I am very grateful to Marie-Louise Falissard for sending me details of some wonderful museums in the Lyons area of France to share with you. I hope in the coming weeks we can explore these together. I have always been fascinated by the making of lace and can sit and watch lace makers for hours. I know the visitors to our Montacute week were enthralled by the visit to Honiton museum and our guest speaker Pat Perryman who makes the lace jabots for the speakers of the House of Commons. If you click on the link here, you will be able to access a video which will take you on a virtual tour of the Centre d'Enseignement de la Dentelle au Fuseau
at the Museum of Puy-en-Velay. For those of you who do not know this region, this is a former volcanic area. All the sides of the volcanoes have been eroded over time leaving only the hard, steep basalt plugs - the astonishing landscape of fairy tale castles perched upon precipitous mountains. Thank you Marie-Louise!

Samplers at Auction

These two samplers are for auction next week. In case you are wondering how to go about bidding, you first need to register yourself with the auction house to provide proof of identity, so that they know how you are and that you are creditworthy as the auction depends very much on a high degree of trust on all sides. So if you are interested in items, make contact and find out what they need from you in the way of identification so that you can leave a bid on the books. This first sampler is for auction on 3rd August at Roseberry's in London. It is Lot number 858 with an estimate of £150-£250. Finished by Christian Shittler on May 21 1819, it is a pretty in oval format worked with an ode To my ever honoured parents. Surrounding the text are birds, trees and flowers, and all is encircled by a twining oval floral border which is set off to perfection by the verre eglomise frame. It measures 46cm x 43cm approximately.

This George III pattern darned sampler with a central floral basket is very much reminiscent of the Norwich pattern darned samplers and it may be that S.A who worked this sampler in 1812 was from the Norwich area. The piece measures 34cm x 34.5cm and is for auction also on 3 August at Reeman Dansie of Colchester. Lot number 653 it has an estimate of £100-£150.

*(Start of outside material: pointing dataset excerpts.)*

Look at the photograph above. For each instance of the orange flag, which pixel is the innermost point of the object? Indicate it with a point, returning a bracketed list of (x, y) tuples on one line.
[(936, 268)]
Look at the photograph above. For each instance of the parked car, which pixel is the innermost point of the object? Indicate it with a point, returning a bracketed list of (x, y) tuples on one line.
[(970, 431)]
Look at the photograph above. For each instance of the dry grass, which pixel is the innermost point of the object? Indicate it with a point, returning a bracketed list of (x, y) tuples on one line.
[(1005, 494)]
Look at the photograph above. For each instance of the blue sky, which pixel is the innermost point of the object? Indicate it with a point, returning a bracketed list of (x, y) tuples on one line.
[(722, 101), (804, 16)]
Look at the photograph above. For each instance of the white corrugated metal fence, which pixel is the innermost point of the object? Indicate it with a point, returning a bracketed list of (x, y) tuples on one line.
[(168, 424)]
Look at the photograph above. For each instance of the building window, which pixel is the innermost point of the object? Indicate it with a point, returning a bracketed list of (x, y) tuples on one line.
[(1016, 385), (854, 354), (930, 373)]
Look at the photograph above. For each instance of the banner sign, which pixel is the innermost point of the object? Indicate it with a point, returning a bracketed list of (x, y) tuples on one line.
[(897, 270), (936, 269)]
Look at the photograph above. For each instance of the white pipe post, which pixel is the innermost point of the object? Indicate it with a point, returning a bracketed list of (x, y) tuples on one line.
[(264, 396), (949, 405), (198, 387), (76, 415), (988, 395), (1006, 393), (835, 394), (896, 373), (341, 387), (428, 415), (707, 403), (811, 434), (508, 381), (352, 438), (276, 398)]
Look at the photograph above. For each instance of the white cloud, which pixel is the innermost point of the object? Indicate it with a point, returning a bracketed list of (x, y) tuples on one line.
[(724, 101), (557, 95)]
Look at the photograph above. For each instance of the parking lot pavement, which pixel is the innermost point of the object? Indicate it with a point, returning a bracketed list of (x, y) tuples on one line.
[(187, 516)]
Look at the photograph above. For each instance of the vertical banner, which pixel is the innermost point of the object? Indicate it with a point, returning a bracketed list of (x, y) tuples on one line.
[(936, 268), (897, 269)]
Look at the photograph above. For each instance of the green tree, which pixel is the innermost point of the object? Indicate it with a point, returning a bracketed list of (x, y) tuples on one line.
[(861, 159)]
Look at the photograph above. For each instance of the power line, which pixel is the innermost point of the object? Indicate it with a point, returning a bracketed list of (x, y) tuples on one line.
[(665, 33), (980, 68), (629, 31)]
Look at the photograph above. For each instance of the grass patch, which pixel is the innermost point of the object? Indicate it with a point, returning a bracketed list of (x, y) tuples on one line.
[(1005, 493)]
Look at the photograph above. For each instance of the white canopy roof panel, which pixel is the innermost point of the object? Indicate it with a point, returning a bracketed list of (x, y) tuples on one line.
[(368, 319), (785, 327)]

You might also like to see:

Wednesday, 28 July 2010

Stitching Retreat in Williamsburg * 1-3 October 2010


Sounds like bliss - 3 days' getaway in Williamsburg with time to catch up on projects and learn new techniques. This not-for-profit event is organized by Jeanine Koons and Merry Cox and will commence 9:00 am Friday morning 1 October. There will be lots of time to finish Holiday gifts or work on favourite projects. Your choice from menus for all your meals. Reservations have been made to go to the Whaling Company for dinner that evening. The trip to dinner is combined with a stop at the needlework shop, also the knitting and quilt shops. Lunch, and dinner will be in the hotel on Saturday. Brunch on Sunday.  The cost for 3 days' of stitching, coffee, four meals and stitching room: $70.00. Overnight accommodation at the hotel can be enjoyed for $80 per night for a single or double room. For more details just click here.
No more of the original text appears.